Earlier this year, the Central Bank of Swaziland (CBS) – a country on the South-Eastern coast of Africa – announced a major overhaul to their currency. This month, CBS began the rollout of the new banknotes, starting with the E100 note.
The change to the currency comes as counterfeiting worldwide becomes easier to effectuate. Colour copiers, scanners and digital imaging programming all contribute to a rising ease of counterfeiting, causing central banks around the world to enhance their banknotes with high-tech security features.

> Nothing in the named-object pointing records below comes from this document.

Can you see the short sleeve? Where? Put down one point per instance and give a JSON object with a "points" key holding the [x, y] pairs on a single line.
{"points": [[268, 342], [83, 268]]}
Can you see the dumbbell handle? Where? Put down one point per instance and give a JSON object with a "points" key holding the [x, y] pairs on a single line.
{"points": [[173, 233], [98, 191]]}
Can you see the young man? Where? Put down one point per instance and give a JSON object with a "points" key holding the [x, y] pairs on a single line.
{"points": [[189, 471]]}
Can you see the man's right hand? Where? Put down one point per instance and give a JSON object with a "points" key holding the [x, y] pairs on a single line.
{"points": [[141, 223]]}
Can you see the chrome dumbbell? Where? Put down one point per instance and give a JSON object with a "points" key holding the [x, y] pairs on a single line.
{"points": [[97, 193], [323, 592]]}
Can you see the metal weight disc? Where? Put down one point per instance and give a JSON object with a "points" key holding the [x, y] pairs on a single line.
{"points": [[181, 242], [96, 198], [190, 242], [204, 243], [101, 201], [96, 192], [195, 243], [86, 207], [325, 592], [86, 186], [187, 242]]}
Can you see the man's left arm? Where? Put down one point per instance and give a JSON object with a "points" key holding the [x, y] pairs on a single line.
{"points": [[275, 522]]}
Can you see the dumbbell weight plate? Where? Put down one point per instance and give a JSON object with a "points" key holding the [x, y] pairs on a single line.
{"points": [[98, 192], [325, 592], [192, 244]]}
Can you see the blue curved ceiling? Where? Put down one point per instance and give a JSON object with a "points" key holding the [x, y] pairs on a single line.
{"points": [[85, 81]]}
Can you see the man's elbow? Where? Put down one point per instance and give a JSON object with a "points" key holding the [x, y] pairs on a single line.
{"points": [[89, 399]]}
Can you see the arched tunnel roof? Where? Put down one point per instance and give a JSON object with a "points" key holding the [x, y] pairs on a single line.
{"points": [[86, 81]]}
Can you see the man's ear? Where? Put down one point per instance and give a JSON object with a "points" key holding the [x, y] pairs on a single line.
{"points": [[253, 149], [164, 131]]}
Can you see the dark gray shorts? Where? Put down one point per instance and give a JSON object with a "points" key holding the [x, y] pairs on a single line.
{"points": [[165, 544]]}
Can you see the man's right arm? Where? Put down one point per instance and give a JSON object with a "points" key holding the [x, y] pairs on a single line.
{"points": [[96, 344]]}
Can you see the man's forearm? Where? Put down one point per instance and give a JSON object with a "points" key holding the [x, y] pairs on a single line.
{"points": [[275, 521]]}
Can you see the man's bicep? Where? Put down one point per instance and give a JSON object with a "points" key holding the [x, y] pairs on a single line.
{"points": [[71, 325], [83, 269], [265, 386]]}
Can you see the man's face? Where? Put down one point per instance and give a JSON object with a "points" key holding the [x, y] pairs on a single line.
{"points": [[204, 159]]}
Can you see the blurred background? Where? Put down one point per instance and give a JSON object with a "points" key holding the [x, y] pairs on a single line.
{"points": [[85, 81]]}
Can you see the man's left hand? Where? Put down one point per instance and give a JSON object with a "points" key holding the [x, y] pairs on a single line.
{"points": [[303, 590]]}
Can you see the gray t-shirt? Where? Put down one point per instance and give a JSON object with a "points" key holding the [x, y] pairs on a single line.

The case is no different in Swaziland. The new banknote series – which will see new E10, E20, E50, E100 and E200 notes – will increase the quality of the banknotes and add more features to prevent counterfeiting.
“Banknote durability and security technology has advanced significantly since the issuing of the current series of notes in 1999,” said Governor Martin Dlamini in a press statement in April. “The Central Bank of Swaziland takes pride in its responsibility to provide high quality banknotes and ensuring public confidence in our money by minimising counterfeiting. We have spared no effort in making the new series of notes as durable and as secure as possible.”
As is the case when many new banknotes are introduced, a big part of the new currency launch in Swaziland is a public education initiative. Posters, flyers and other educational material will be produced by the CBS and put on public display at public institutions such as banks, post offices, and hospitals in order to ensure the public knows what security features to look for on the new notes.
This is the first currency overhaul Swaziland has undertaken in over ten years. Their last series was introduced in 1999.
Though old banknotes will still be accepted as legal tender for now, the CBS says they expect to phase out the old series gradually.